Reality is that we needed a gate in this spot. The fence was thrown up in a hurry when deer began chowing down on the three Pomegranate "Wonderful" trees. Before the gate and arbor were added the area was accessed by unhitching the temporary fence from the side.
So how do you build a cedar post arbor? (Note: Texas Cedar is actually Ashe Juniper). Enter DH. Today I present a guest post from Mr. Rock-Oak-Deer who built the arbor and has agreed to provide details.
Required tools: chain saw, drill with bits, wheel barrow, shovel, digging bar (in Texas caliche soil), step ladder, level, extension cord if needed. Required materials: 4 each 9 - 10 ft cedar posts, 4 cedar cross members (mine were approximately 40 inches each), several 5 inch screws, a couple large sacks of concrete, one gate. We bought an old iron gate at Yeya's in San Antonio. Difficulty level: Easy to build, harder to make it look good. Your mileage may vary (YMMV). Note that cedar can be heavy and stuff can fall down on your noggin' if you aren't careful.
We have access to cedar trees, so "we" cut them ourselves with a chain saw. Posts should be about 4 - 5 inches at largest diameter (bottom of post) and taper to no less than 3 1/2 inches at top. Needless to say, straighter is better.
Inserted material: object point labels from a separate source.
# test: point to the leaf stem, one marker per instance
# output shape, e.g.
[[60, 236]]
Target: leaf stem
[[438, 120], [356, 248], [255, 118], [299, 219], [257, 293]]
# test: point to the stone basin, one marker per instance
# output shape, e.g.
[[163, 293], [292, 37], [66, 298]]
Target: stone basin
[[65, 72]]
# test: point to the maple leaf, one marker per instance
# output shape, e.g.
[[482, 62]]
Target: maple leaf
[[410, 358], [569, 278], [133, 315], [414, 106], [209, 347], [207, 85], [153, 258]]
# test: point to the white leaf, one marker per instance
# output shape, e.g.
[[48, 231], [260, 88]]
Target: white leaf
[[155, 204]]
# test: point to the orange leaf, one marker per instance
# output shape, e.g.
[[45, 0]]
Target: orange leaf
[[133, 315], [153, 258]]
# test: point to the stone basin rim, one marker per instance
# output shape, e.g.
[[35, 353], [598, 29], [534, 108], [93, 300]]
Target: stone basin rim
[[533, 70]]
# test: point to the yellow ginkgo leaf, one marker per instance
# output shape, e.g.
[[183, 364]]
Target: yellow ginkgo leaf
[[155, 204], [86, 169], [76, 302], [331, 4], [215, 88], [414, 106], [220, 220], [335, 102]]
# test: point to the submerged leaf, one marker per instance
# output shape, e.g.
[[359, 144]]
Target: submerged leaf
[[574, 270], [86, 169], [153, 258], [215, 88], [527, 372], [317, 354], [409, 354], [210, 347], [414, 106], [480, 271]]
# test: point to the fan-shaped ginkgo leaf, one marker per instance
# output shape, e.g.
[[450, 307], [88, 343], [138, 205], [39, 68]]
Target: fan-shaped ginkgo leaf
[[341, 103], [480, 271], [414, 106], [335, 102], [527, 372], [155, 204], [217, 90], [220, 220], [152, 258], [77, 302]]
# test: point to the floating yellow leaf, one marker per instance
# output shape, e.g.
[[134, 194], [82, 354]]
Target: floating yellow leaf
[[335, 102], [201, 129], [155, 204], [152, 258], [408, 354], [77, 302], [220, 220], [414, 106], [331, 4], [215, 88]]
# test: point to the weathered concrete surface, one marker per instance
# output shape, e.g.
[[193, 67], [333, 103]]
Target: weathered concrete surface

Step One. Lay out and dig four holes. Make sure they face the proper direction, and are the proper distance apart. Proper width side to side depends on the gate size. If you do not have a gate, make it 36 inches from post to post inside measurement. Front to back can also be 32 - 36 inches apart. Be sure to also check the "X" distances with the tape measure (front right to rear left, and vice versa should be the same distance) Check with Gardener-in-Chief to get approval for layout -- in writing, then dig holes a foot deep and about 9 - 12 inches across.
Step Two: If using a gate, order of poles is important. If no gate, order is not important. Instructions assume a gate. Insert rear poles into holes, support with rocks or such. Check with tape measure and level. Check with Gardener-in-Chief for approval to proceed, then pour concrete to ground level leaving supporting rocks in place. Check again with tape measure and level after pouring. Concrete lasts long a long time. Pour wisely. Wait at least 24 hours so poles are not bumped and moved before they set since that would loosen them and create gaps for water to lay in the holes and rot the posts. While waiting I could recommend a few blogs to read....
Step Three: Put into place the front post which will support the gate, and stabilize post with rocks. Check with tape measure and level. Then pour concrete and wait 24 hours. Hey, this is a process not a race. Read some blog posts or something. I cover the concrete with plastic to slow the curing process. It makes the concrete harder when it cures slowly.
Step Four: Put final pole in place supported by rocks. Before pouring concrete, put gate in place between the front posts supported underneath with boards, allowing adequate space underneath for gate swing. Level gate vertically and horizontally then screw gate (or attach however) into the concreted post. Then screw gate into non-concreted front post after leveling and before pouring concrete. Last chance to tape measure and level front post. Check with Gardener-in-Chief for approval to proceed. Pour concrete and wait 24 hours. While you are waiting read Pam Penick's book "Lawn Gone!". The concrete needs to harden before cutting the tops of the posts.
Step Five: Measure and cut poles to the "same" height. Since ours in on a slope, the pole lengths vary in height, but the level shows where to cut. We chose the shortest post and cut the other three to a height level with it.
The importance of gate selection shows up here. This gate is an old security door and still had its original door frame which will keep the heavy gate from sagging and pulling the cedar poles sideways over time. A lightweight gate can be supported by one post, but a heavy one needs a full frame supporting both sides.
Measured with a level, marked with chalk, cut with a chainsaw, and spot on!!!
Step Six: Now the required length of the cross members has been determined. Use approximately 3 inch diameter cross members. Cedar is a natural material, and vertical posts will vary in distances at the top more than at the bottom. Nothing is exactly straight and level, even though you need to try. Cut front-to-back cross members to proper size and leave extra room sticking out -- you can always cut off extra later. We notched the top of the posts so the cross members will lie in a V for added stability. Drill and screw in cross members to vertical poles on both sides front-to-back. Then install side-to-side cross members underneath the front-to-back cross members. Tie in place first with twine or wire, then drill and screw into both cross members and vertical posts.
Step Seven: Install topper cross members. We used curved cedar branches about 1 1/2 inches diameter and tied them on with wire which is easier to work with on the curved pieces. Any wire will do, but thicker is better as long as it is workable. A center cedar branch keeps the curved branches secure. After topper is built, railing cross members can also be added, if desired. We added them at railing height and just pounded then into place without screws. Then add walkway.
Step Eight: Gardener-in-Chief is happy. For now....
Gardener-in-Chief note: Thank you sweetie! The arbor looks great. We still need to add decorative touches to the side rails and the fence will be set with cedar posts as well.